Prosperity means more than sales and numbers to Astro-Zombies owner Mike D’Elia.

Years ago, D’Elia’s business plans started with a video arcade and matured into Albuquerque’s more gregarious one-stop comic shop. Named after a 1960s sci-fi flick, the shop opened 11 years ago in conjunction with a growing trend in comic book movies that D’Elia thought would adversely affect his business.
“It was something I was kind of fearful of,” he said. “I was like, ‘Great, they’re going to do this whole thing like the last time with comic books movies, and they’re going to destroy comics and close more stores and destroy the industry.’”

Contrary to his expectations, he found comic books and graphic novels rose in popularity as the movies piqued a new generation of readers’ interest and renewed interest in those who grew up with the stories, D’Elia said.

D’Elia said reading comic books or watching movies helps people forget their worries.
“Reading is a kind of escapism,” he said. “You can get lost in your book, in the story, or a particular character — really dive in there and become a part of the story, and just forget everything for a little while.”

In spite of booming success, D’Elia said, he and his employees are always looking for ways to outshine competitors.
“Albuquerque has more comic books shops per capita than Chicago. So we do have a lot of competition, and you can’t get complacent,” he said. “I like the team that I have. Everyone has fresh ideas and everyone contributes.”

Sean “Squid” Banning, an employee, said Astro-Zombies has a knowledgeable staff as well as an ambience most people prefer, compared to other shops.
“(Other shops) tend to be kind of dark and dank and impersonal,” Banning said. “Half the time, people working there really don’t know anything about the comics. Between myself and the other kid working here, we pretty much know everything here.”

D’Elia wanted to re-create the social atmosphere in comic shops that he said has dissipated over the years, combining amiability with expansive product knowledge to nurture friendly employee-to-customer relationships.

“Most people start out as customers and become friends with everyone that works here,” he said. “We’ve done things like go to the movies to see a new comic book movie come out with like 40-50 people. It becomes more of a social atmosphere. Other than the fact that we have a large enough store that we can allow people to come in and interact, we’ve got people who come in here who have never met, and they can talk for hours.”
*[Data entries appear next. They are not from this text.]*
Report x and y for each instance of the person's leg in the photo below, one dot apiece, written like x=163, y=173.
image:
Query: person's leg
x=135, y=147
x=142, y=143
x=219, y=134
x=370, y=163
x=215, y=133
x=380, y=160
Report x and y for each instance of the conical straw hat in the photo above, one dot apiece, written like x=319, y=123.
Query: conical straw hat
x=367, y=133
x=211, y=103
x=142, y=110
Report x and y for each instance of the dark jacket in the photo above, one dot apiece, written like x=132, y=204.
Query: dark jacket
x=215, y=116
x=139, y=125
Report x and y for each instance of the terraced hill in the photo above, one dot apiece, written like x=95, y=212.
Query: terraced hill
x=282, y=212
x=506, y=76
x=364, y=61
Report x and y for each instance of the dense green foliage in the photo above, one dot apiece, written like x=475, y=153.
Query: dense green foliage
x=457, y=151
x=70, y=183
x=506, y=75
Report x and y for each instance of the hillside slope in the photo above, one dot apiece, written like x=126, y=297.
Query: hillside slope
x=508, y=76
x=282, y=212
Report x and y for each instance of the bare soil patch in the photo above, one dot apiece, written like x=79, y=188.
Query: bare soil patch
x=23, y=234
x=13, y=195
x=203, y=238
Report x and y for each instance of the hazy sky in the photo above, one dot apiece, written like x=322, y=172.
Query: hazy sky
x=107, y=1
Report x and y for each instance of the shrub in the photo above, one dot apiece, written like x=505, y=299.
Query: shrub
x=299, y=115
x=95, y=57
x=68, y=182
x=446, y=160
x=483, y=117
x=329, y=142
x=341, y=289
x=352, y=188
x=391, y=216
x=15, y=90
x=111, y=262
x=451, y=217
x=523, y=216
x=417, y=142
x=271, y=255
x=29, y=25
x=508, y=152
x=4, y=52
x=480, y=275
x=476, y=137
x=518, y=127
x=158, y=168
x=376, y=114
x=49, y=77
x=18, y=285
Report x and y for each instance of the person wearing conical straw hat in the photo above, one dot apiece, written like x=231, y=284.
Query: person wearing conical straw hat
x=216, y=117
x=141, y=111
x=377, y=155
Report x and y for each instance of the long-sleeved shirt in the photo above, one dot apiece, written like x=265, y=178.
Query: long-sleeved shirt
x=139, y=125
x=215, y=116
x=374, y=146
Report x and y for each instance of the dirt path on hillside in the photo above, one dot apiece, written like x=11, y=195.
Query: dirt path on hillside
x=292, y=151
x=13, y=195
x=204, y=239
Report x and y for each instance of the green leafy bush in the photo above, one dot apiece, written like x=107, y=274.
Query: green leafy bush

Kaitlyn Arndt, a UNM student, is one of the friends Astro-Zombies acquired. She said she comes in regularly to unwind and talk to other customers about their mutual interest in comics and graphic novels.
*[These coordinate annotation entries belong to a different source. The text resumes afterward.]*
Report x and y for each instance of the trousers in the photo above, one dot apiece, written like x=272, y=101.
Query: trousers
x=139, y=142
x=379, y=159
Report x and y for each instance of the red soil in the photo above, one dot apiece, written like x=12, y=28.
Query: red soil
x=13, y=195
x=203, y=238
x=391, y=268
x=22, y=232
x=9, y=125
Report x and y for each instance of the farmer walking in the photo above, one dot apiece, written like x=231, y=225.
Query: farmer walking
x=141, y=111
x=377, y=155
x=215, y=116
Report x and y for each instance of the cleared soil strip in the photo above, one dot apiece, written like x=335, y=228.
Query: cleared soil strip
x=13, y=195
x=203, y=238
“I used to just buy books, but being a poor college student, it turned into coming in just once a week because the atmosphere’s so nice,” she said. “Squid, Mike and Mikey have become really good friends of mine, so I like to come in and visit just to de-stress.”
Owning this type of hot spot for comic aficionados, D’ Elia said, makes his life fun every day.

“I’m very lucky that I make a living doing something so fun, surrounded by so much cool stuff and so many cool people,” he said. “The fact that I do something this cool and am able to pay my bills and make a living almost doesn’t seem fair.”